W całym mieście zapanowała cisza. Nawet zwierzęta i najbardziej pijani mieszkańcy trwali w głuchym milczeniu, gdy Imperator wyszedł na balkon. Mądrymi, niebieskimi oczami popatrzył na swoje miasto. Smukłe, białe dłonie uniósł do góry i uśmiechnął się.
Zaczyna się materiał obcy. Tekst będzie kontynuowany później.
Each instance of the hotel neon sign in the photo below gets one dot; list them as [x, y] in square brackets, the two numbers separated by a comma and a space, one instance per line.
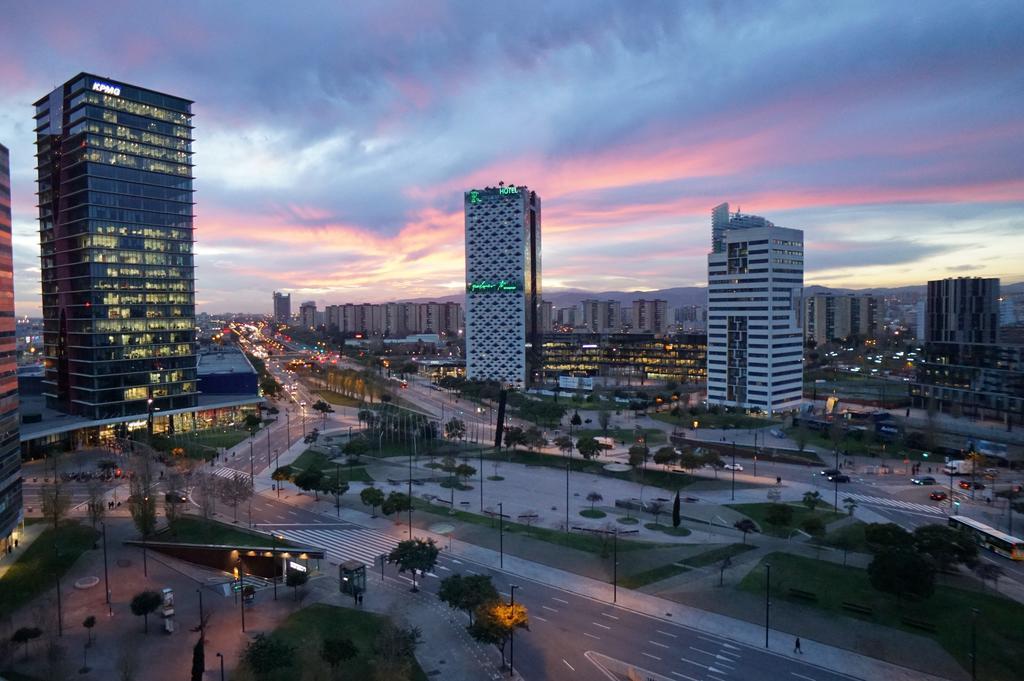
[501, 286]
      Powoli z jego rąk zaczęły wykwitać małe, różowe kwiaty lotosu, które wzleciały do góry i poszybowały w stronę ludu. Z piersi mieszkańców wydarło się wspólne westchnienie.
     – Jakie piękne – wyszeptał Shi, gdy jedna z roślin wylądowała u jego stóp.
Ezra uśmiechnął się, pochylił głowę i spojrzał na niego.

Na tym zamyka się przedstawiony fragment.